How the Land Becomes Sacred - Class 7 Social Studies (CBSE)
Current 2026 sequence: NCERT Exploring Society: India and Beyond, Part I. This page follows the same tuition.in chapter structure as the Class 9 Social Studies pages: story first, concepts next, then revision and practice.
1. Chapter Snapshot
- Book: Exploring Society: India and Beyond, Part I
- Subject: Social Studies / Social Science
- Domain focus: Culture
- Core themes: sacred geography, tirthas, traditions, conservation
- Exam use: short answers, map/activity questions, source-based questions, and competency-based reasoning.
2. Big Ideas
Sacred place
A place becomes sacred through stories, memories, worship, journeys, festivals, and community practices.
Tirtha
A tirtha is a place of crossing or pilgrimage where geography, faith, and culture meet.
Conservation
Sacred sites need care so that heritage, ecology, and public access are protected.

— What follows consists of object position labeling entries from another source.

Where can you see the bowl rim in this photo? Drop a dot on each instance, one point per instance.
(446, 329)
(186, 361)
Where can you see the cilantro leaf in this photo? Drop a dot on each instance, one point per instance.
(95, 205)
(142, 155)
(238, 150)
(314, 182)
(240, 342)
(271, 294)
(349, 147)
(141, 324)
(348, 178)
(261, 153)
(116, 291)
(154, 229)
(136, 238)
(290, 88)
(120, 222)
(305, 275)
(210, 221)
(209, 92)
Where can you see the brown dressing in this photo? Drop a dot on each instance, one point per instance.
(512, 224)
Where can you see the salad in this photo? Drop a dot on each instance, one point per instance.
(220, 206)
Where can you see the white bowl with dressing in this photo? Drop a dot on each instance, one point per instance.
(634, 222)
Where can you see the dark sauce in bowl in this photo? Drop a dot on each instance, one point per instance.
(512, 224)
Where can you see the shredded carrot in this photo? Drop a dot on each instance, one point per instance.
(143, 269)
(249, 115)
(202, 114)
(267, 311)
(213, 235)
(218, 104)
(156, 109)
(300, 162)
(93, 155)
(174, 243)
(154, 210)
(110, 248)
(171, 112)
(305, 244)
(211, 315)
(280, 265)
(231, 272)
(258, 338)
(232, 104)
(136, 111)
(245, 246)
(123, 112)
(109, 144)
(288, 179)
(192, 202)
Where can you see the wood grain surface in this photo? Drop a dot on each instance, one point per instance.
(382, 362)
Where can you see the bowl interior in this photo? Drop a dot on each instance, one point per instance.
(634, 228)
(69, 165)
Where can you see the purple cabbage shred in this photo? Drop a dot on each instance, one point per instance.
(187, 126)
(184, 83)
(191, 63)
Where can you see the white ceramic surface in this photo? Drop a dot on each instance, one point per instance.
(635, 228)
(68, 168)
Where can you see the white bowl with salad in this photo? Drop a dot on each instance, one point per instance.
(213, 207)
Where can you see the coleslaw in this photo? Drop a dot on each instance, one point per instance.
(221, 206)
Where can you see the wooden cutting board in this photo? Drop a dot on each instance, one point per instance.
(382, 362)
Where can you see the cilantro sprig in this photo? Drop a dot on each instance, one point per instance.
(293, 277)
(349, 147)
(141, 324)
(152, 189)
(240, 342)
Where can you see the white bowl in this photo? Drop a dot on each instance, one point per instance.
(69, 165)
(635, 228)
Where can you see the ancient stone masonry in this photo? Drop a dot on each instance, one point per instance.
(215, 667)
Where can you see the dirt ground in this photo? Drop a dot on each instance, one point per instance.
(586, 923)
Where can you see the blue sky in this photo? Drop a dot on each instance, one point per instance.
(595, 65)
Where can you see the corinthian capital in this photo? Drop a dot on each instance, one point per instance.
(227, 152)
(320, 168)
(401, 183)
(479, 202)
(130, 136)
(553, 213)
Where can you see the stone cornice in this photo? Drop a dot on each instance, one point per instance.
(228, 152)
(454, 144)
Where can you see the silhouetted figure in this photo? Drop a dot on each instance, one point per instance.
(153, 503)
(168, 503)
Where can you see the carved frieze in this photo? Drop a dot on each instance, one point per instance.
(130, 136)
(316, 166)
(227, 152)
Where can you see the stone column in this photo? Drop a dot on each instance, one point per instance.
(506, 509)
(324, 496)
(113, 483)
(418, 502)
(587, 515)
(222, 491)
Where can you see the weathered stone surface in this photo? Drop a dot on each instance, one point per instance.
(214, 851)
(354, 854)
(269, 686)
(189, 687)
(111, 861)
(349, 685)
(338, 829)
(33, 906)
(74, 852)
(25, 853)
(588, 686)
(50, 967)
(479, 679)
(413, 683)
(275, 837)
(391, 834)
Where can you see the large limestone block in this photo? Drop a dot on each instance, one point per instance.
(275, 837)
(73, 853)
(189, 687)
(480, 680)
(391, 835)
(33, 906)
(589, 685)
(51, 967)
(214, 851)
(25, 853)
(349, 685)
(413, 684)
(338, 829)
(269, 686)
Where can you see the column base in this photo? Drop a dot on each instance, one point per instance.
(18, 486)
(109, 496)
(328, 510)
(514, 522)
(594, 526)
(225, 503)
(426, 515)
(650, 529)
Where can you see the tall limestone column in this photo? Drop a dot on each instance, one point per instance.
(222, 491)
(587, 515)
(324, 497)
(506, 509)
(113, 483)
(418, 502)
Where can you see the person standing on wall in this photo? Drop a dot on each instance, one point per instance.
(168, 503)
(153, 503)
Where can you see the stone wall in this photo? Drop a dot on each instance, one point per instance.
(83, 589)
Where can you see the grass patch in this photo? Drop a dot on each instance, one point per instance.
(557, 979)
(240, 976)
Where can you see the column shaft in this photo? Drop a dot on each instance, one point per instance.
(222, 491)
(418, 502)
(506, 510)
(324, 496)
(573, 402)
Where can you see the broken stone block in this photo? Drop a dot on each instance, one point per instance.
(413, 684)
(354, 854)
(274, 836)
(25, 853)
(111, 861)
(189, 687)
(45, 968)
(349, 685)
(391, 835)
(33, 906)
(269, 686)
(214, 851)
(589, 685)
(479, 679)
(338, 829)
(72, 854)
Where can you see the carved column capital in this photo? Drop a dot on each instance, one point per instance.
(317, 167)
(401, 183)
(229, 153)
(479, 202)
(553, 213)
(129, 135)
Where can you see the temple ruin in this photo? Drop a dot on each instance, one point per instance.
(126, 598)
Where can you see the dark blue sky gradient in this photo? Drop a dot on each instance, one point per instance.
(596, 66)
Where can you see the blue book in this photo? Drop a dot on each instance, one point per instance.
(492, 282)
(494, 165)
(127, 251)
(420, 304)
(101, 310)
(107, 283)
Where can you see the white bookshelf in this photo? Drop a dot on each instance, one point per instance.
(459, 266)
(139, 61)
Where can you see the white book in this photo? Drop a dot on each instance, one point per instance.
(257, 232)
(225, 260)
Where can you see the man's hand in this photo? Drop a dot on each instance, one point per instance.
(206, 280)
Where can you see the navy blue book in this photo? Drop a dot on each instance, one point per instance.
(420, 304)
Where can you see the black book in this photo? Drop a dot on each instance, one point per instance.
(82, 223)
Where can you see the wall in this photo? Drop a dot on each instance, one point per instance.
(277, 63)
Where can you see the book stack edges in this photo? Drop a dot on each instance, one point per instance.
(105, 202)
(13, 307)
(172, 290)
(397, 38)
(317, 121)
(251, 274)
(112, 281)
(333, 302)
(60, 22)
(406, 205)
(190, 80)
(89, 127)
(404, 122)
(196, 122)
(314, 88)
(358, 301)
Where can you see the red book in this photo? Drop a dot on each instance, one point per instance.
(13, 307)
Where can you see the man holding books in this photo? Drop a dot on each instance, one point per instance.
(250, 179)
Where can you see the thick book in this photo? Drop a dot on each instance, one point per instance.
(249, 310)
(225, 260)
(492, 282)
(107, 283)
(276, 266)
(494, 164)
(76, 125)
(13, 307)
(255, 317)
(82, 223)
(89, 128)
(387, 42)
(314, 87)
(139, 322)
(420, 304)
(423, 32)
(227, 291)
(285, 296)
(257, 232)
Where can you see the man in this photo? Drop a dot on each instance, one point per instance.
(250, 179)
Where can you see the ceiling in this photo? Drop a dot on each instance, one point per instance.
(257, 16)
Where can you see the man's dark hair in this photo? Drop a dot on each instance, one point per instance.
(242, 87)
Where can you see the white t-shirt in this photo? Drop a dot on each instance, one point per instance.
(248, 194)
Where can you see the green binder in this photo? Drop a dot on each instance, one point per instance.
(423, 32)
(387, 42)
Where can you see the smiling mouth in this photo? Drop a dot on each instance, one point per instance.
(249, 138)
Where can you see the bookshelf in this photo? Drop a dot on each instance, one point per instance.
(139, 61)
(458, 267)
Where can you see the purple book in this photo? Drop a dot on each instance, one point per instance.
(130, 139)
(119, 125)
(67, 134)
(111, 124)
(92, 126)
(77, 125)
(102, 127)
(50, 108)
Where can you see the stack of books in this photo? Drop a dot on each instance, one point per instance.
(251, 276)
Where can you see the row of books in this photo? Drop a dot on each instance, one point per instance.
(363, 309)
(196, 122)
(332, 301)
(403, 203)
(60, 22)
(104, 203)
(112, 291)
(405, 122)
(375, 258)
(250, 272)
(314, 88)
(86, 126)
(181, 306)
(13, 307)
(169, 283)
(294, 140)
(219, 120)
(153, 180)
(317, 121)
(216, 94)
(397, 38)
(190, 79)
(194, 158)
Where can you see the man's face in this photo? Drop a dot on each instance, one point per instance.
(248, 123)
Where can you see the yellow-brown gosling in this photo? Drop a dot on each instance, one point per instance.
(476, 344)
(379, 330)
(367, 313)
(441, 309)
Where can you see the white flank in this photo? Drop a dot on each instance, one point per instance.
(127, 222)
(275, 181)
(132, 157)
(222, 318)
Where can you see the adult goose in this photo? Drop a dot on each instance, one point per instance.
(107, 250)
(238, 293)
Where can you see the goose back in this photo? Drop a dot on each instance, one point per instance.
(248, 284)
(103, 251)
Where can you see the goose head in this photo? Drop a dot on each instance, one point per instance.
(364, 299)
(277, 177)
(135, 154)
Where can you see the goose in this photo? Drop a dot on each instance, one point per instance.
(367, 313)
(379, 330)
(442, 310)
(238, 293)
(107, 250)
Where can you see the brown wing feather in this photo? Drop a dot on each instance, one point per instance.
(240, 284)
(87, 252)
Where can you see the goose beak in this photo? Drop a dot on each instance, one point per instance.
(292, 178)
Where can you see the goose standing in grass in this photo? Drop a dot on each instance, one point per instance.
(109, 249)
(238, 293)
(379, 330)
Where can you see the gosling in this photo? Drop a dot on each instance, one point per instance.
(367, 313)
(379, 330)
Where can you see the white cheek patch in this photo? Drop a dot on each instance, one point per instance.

3. What You Should Be Able To Do
- Explain how beliefs and practices make places sacred.
- Identify ways to conserve and restore sacred sites.
- Trace links between routes, rivers, mountains, and pilgrimage.
- Present a local sacred site with location and significance.
4. Map and Activity Focus
- Overlay trade-route and sacred-site maps.
- Collect information on a local sacred place.
- Discuss how visitors can protect heritage sites.
5. How To Write Better Answers
- Start with a clear definition or context sentence.
- Add two or three precise points from the chapter.
- Use an example from India, your locality, a map, or a classroom activity.
- End with the wider importance: citizenship, environment, economy, culture, or democratic life.
6. Quick Recap
- Sacred place: learn the definition, one example, and why it matters.
- Tirtha: learn the definition, one example, and why it matters.
- Conservation: learn the definition, one example, and why it matters.
7. Practice Prompts
- Give a one-line definition of the most important concept in this chapter.
- Explain one cause-and-effect relationship from the chapter.
- Give one real-life example from India or your neighbourhood.
- If a map is involved, locate the relevant place or feature and explain why it matters.
8. Teacher Note
This chapter works best when students combine reading with map work, short local observations, and discussion. Ask students to connect the textbook idea to a familiar place, service, market, crop, weather event, institution, or community practice.